APPENDIX 6

Prevention Principles for Children and Adolescents


(As shown in WestCAPT – Best Practices and Promising Practices Guide. Excerpt from Preventing Drug Use Among Children and Adolescents: A Research-Based Guide by the National Institute for Drug Abuse, 1997, pages i-ii)


The following principles can be applied to either existing programs to assess their potential effectiveness or used when designing innovative programs/strategies.

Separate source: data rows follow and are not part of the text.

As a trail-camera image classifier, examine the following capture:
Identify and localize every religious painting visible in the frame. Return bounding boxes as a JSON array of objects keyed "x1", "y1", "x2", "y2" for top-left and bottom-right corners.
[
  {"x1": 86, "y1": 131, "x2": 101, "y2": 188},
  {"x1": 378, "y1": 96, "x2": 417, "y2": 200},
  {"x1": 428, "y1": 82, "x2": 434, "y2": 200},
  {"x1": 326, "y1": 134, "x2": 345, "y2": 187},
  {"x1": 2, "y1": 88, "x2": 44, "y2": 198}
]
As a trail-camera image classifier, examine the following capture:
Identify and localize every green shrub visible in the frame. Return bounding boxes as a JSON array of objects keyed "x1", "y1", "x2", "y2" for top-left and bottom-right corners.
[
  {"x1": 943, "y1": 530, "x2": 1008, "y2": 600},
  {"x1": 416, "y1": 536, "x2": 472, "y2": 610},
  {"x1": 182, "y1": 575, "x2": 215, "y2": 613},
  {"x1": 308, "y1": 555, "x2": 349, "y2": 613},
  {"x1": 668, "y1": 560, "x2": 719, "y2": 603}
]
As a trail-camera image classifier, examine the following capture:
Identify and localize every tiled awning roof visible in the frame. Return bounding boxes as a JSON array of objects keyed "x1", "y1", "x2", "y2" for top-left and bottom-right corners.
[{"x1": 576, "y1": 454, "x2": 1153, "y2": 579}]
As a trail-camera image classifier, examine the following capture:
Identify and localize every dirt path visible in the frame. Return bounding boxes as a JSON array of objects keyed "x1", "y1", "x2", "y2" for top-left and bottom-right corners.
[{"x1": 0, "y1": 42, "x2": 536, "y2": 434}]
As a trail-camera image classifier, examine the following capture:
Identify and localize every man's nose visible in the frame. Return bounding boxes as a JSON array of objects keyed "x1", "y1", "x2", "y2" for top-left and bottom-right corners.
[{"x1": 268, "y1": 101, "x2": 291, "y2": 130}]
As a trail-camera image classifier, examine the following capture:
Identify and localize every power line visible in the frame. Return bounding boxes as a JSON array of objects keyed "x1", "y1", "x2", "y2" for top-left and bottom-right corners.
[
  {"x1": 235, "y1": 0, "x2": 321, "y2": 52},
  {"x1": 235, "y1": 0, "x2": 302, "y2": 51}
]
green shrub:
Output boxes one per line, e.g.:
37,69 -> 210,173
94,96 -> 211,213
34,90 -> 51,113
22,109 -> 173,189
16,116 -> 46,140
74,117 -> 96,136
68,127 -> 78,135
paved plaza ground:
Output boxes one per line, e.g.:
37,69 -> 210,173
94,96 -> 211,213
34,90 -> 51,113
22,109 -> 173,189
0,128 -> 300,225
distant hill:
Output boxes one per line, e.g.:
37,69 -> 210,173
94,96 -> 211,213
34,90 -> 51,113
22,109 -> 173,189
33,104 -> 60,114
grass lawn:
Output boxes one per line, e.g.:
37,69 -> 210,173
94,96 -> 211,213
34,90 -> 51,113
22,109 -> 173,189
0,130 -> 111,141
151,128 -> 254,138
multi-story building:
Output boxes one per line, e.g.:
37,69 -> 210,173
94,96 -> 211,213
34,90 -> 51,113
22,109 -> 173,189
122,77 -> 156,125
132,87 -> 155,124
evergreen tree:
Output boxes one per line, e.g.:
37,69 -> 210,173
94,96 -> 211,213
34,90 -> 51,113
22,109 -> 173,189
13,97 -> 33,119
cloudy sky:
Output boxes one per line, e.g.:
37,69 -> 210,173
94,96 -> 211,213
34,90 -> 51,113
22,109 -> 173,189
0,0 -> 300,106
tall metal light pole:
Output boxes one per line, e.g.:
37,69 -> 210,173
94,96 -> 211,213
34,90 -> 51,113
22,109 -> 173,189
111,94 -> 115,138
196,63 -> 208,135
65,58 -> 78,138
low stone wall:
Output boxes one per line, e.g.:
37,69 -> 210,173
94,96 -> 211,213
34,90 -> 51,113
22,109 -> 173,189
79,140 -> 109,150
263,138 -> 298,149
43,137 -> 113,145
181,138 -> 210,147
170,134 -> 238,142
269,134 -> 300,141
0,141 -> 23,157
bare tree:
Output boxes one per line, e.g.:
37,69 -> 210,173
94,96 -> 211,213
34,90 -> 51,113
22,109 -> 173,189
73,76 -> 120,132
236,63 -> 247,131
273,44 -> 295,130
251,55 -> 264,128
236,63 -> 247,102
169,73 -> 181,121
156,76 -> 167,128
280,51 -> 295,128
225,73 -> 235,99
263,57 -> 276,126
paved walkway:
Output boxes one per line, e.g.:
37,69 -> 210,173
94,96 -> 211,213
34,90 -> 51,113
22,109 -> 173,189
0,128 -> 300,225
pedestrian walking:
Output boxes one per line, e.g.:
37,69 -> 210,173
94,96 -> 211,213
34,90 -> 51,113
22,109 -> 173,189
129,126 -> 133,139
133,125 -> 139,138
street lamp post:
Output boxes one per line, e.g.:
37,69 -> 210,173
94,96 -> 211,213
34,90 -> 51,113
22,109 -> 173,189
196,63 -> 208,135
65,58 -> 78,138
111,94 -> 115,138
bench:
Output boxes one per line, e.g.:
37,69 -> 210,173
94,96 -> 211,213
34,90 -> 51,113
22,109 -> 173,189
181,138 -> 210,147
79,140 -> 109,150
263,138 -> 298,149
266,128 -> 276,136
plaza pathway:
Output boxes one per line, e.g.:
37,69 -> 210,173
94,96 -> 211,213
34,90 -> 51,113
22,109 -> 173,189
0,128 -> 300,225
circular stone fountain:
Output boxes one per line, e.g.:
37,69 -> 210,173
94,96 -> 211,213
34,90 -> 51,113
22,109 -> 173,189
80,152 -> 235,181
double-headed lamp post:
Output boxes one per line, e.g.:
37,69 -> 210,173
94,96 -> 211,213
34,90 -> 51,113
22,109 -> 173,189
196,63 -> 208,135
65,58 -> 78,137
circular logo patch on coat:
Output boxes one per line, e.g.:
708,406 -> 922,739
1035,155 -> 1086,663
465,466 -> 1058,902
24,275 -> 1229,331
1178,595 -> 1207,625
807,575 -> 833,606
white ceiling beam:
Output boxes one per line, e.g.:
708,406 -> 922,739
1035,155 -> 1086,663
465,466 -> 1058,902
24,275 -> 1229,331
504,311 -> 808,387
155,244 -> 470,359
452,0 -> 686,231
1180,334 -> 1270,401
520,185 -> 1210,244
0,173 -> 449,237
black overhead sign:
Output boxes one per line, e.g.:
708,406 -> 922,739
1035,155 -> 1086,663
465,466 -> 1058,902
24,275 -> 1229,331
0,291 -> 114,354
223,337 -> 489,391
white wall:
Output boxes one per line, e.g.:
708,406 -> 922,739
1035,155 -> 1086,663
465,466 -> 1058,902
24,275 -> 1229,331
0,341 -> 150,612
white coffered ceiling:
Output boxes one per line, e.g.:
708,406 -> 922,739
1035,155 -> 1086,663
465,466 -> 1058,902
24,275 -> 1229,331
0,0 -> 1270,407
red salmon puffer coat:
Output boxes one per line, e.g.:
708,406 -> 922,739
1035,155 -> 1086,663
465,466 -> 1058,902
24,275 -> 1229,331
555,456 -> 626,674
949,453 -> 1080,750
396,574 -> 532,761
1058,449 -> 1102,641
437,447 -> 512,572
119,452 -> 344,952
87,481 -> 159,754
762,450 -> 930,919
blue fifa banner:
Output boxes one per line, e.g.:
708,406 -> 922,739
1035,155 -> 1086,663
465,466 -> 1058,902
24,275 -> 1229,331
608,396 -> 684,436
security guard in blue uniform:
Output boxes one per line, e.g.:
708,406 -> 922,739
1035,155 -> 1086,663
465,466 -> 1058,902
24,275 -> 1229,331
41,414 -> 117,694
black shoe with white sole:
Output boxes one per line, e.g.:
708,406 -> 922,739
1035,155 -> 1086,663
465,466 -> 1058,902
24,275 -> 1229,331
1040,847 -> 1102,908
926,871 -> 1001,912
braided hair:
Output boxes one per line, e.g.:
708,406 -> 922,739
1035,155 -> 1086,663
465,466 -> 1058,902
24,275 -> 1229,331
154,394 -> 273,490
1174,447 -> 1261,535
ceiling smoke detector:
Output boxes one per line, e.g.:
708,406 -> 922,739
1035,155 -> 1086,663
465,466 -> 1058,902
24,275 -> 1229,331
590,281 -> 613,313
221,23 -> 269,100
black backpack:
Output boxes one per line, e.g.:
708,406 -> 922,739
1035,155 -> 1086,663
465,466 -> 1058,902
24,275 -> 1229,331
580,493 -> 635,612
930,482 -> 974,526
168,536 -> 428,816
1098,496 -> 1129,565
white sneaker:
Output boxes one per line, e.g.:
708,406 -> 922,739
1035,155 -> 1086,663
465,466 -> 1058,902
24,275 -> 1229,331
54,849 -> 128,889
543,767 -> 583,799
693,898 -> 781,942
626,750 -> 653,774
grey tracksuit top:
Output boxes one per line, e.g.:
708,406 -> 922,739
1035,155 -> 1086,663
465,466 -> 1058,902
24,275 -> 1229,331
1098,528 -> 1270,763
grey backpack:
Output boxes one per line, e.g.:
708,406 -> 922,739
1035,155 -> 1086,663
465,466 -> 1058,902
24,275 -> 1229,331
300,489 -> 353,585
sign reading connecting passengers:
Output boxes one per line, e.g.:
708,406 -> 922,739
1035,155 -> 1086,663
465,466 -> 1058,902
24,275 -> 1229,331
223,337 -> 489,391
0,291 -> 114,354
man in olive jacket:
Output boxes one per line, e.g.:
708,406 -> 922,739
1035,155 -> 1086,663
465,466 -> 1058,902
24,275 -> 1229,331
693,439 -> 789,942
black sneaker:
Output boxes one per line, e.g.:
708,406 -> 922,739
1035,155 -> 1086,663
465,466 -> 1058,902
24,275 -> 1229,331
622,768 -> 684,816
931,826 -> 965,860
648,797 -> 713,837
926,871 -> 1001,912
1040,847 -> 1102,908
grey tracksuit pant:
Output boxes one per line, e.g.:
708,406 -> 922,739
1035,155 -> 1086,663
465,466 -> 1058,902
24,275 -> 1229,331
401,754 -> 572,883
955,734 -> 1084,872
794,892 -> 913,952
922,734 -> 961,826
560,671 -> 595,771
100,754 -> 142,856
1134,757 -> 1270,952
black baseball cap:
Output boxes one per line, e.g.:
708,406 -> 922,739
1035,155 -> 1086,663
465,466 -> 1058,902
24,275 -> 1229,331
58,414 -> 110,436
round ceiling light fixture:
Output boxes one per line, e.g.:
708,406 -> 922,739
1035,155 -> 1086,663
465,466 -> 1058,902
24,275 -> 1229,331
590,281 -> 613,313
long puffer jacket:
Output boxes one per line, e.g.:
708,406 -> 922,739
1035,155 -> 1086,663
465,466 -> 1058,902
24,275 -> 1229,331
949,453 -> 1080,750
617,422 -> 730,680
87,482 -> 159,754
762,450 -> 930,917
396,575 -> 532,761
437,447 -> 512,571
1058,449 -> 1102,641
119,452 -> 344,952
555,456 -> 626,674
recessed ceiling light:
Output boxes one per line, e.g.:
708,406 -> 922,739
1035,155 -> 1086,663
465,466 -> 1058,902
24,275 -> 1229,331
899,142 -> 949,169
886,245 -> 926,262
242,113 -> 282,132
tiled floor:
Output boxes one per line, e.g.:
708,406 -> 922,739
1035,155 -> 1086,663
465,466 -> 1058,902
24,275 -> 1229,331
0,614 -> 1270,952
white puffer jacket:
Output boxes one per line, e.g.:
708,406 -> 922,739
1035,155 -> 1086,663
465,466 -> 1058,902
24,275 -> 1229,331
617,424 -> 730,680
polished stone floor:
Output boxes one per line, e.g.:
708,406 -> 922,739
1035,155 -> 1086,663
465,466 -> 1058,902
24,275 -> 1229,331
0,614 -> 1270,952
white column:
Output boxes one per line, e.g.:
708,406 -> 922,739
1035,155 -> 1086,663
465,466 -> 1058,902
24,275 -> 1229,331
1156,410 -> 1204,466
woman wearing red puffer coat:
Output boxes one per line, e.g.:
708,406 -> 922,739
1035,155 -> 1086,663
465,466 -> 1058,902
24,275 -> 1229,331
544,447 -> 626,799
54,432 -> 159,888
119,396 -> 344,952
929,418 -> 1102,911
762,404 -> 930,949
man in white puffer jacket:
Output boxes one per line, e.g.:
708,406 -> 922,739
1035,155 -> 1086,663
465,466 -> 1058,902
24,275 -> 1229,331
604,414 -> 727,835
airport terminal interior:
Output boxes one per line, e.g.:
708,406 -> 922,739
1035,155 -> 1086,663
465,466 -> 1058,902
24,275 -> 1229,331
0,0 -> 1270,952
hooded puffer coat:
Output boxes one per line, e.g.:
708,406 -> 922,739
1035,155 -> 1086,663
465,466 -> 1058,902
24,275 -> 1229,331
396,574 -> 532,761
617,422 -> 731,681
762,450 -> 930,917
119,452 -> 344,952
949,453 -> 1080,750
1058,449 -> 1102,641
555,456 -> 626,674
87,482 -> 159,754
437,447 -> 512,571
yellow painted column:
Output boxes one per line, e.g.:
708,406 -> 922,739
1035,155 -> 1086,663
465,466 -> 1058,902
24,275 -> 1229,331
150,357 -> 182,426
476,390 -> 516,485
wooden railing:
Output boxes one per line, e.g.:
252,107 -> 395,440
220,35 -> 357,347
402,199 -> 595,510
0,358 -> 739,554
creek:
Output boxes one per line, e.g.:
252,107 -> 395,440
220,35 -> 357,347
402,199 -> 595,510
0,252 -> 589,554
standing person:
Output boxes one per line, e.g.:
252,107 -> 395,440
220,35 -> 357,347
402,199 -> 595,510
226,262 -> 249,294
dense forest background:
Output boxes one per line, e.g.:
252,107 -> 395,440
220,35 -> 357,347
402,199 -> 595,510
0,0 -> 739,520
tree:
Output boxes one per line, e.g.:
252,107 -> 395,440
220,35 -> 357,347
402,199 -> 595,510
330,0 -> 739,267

  • Prevention programs should be designed to enhance protective factors and move toward reversing or reducing known risk factors.
  • Prevention programs should target all forms of drug abuse, including the use of tobacco, alcohol, marijuana, and inhalants.
  • Prevention programs should include skills to resist drugs when offered, strengthen personal commitments against drug use, and increase social competency (e.g., in communications, peer relationships, self-efficacy, and assertiveness, in conjunction with reinforcement of attitudes against drug use.)
  • Prevention programs for adolescents should include interactive methods, such as peer discussion groups, rather than didactic teaching techniques alone.
  • Prevention programs should include a parent’s or caregiver’s component that reinforces what the children are learning – such as facts about drugs and their harmful effects – and that opens opportunities for family discussions about use of legal and illegal substances and family policies about their use.
  • Prevention programs should be long-term, over the school career, with repeat interventions to reinforce the original prevention goals. For example, school-based efforts directed at elementary and middle school students should include booster sessions to help with critical transitions from middle to high school.
  • Family-focused prevention efforts have a greater impact than strategies that focus on parents only or children only.
  • Community programs that include media campaigns and policy changes, such as new regulations that restrict access to alcohol, tobacco, or other drugs, are more effective when they are accompanied by school and family interventions.